The Navy's investigative board has recommended that the skipper of the USS Stark and the officer in charge of its weapons should be court-martialed for failing to take defensive action against the Iraqi warplane that fired two Exocet missiles into the ship the night of May 17, killing 37 sailors, authoritative sources disclosed yesterday.

The ship's executive officer, or second in command, Navy investigators said in a report still locked up in the Pentagon, should receive lesser punishment because he was not directly involved in the flawed decisions on how to respond to the approaching Mirage F1 fighter-bomber, according to Pentagon sources.

The hard-hitting report, based on a formal investigation conducted under Rear Adm. Grant A. Sharp, sets down a long list of alleged failures by Capt. Glenn R. Brindel, 43, of Pittsburgh, the Stark's skipper; and Lt. Basil E. Moncrief, 32, of Corpus Christi, Tex., its tactical action officer who runs the combat center where weapons are ordered into action.

The report cites everything from failure to warn away the Iraqi pilot by radio when he was not yet close enough to fire, to neglecting to prepare the chaff dispenser designed to confuse radar-guided missiles like the French-made Exocet, defense officials said.

Sources said the report does not recommend what kind of court-martial should be conducted, a decision to be made by higher authority. The seriousness of the court-martial could determine the severity of any penalties imposed if the officers were found guilty.

Lt. Cmdr. Raymond Gajan Jr., 35, of Rockville, the Stark's executive officer, is not in the same jeopardy because the board recommends nonjudicial action, such as a warning letter or reprimand, sources said.

The Navy announced June 19 that all three officers were being replaced in their posts on the Stark.

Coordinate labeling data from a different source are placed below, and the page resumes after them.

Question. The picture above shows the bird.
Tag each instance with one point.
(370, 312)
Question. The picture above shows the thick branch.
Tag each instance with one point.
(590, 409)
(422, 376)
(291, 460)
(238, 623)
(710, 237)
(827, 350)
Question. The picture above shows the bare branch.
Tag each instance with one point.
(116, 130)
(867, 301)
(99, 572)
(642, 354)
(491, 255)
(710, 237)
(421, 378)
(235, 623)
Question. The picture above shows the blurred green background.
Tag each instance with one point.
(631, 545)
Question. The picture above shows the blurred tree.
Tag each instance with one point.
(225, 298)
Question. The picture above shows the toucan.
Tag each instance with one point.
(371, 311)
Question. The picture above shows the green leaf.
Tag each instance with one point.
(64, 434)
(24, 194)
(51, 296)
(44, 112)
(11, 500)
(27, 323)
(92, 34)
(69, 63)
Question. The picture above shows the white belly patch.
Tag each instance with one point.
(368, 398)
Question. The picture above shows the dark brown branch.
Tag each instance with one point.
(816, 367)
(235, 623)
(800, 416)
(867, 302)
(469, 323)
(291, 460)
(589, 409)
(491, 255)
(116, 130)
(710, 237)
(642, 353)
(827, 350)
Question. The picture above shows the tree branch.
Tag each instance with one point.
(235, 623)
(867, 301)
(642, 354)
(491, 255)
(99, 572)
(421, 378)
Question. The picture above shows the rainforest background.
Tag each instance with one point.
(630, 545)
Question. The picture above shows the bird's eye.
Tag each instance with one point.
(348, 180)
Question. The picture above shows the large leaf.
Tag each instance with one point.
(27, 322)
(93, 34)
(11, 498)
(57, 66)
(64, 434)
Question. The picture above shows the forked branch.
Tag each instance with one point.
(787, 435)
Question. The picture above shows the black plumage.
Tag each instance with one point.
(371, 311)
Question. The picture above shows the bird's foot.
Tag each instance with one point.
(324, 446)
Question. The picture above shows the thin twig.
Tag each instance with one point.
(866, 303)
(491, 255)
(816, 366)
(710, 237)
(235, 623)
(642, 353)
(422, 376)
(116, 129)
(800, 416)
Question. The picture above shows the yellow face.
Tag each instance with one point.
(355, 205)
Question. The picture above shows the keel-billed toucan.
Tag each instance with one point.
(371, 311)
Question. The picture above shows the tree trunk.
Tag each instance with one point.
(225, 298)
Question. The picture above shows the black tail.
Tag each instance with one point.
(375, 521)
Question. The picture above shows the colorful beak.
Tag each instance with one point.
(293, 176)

Defense Secretary Caspar W. Weinberger, who was traveling in Asia yesterday, will decide whether to accept the board's recommendations and go ahead with a formal court-martial or halt the legal process.

If he approves a court-martial, it would be the first during the Reagan administration resulting from a military event that resulted in loss of life.

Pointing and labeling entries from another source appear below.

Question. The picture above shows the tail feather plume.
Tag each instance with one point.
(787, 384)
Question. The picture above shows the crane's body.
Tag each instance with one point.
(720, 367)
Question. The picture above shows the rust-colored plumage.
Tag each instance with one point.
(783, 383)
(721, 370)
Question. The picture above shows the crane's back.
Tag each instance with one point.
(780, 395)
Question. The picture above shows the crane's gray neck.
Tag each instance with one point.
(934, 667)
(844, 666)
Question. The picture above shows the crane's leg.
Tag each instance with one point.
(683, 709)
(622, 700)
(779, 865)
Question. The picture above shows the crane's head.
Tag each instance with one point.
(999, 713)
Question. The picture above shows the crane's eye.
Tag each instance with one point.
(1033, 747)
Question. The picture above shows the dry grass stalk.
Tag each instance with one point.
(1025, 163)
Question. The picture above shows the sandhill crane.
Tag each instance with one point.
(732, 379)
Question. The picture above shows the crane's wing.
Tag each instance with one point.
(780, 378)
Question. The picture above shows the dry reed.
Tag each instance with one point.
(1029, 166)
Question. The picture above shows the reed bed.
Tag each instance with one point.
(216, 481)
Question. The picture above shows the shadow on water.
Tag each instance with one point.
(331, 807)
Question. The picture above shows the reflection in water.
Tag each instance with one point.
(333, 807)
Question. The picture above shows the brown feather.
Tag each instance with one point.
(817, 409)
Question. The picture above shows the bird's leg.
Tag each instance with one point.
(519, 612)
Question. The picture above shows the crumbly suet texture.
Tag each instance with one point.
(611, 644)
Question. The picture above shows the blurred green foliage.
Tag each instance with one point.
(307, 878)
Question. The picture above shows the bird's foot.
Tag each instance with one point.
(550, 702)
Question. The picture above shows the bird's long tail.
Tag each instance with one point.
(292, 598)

A retired admiral conducted a nonjudicial inquiry into the 1983 Marine barracks bombing in Beirut that killed 241 U. S. servicemen, but no court-martial followed. President Reagan took responsibility for the tragedy.

The Sharp report, sources said, documents every defensive action the Stark should have taken but did not after the Air Force AWACS (Airborne Warning and Control System) plane orbiting at the western edge of the Persian Gulf warned U.S. warships, including the Stark, that an Iraqi plane was headed their way.

Rather than manning battle stations, the Stark remained in Condition Three, a lower state of readiness. The report is said to charge that the ship failed to prepare antiaircraft missiles, medium-range guns and close-in Phalanx weapons to fire.

Brindel wrote the House Armed Services Committee last month that he had told Moncrief "to keep a close eye on the contact" and recommended that the Navy determine why his subordinate had not done so.

The House committee's report on the incident also said Brindel had delayed a radio warning to the approaching plane.

Navy officers with experience in the Persian Gulf said Brindel and Moncrief had every right to think that the Iraqi plane was friendly and would swing away from the U.S. warship, as had happened many times. "Who in the Navy would have come to his defense if he had shot down a friendly?" one officer asked.

As in the Stark episode, the Navy in 1969 conducted a formal inquiry into why the USS Pueblo did not put up a fight before being captured by North Korean gunboats in 1968. The investigations board recommended that top officers of the surveillance ship be court-martialed. Navy Secretary John H. Chafee rejected the recommendation, stating on May 6, 1969: "They have suffered enough, and further punishment would not be justified."

The courts-martial, if they go forward, are likely to spread beyond the courtroom and intensify the congressional debate over the proper U.S. role in the Persian Gulf region.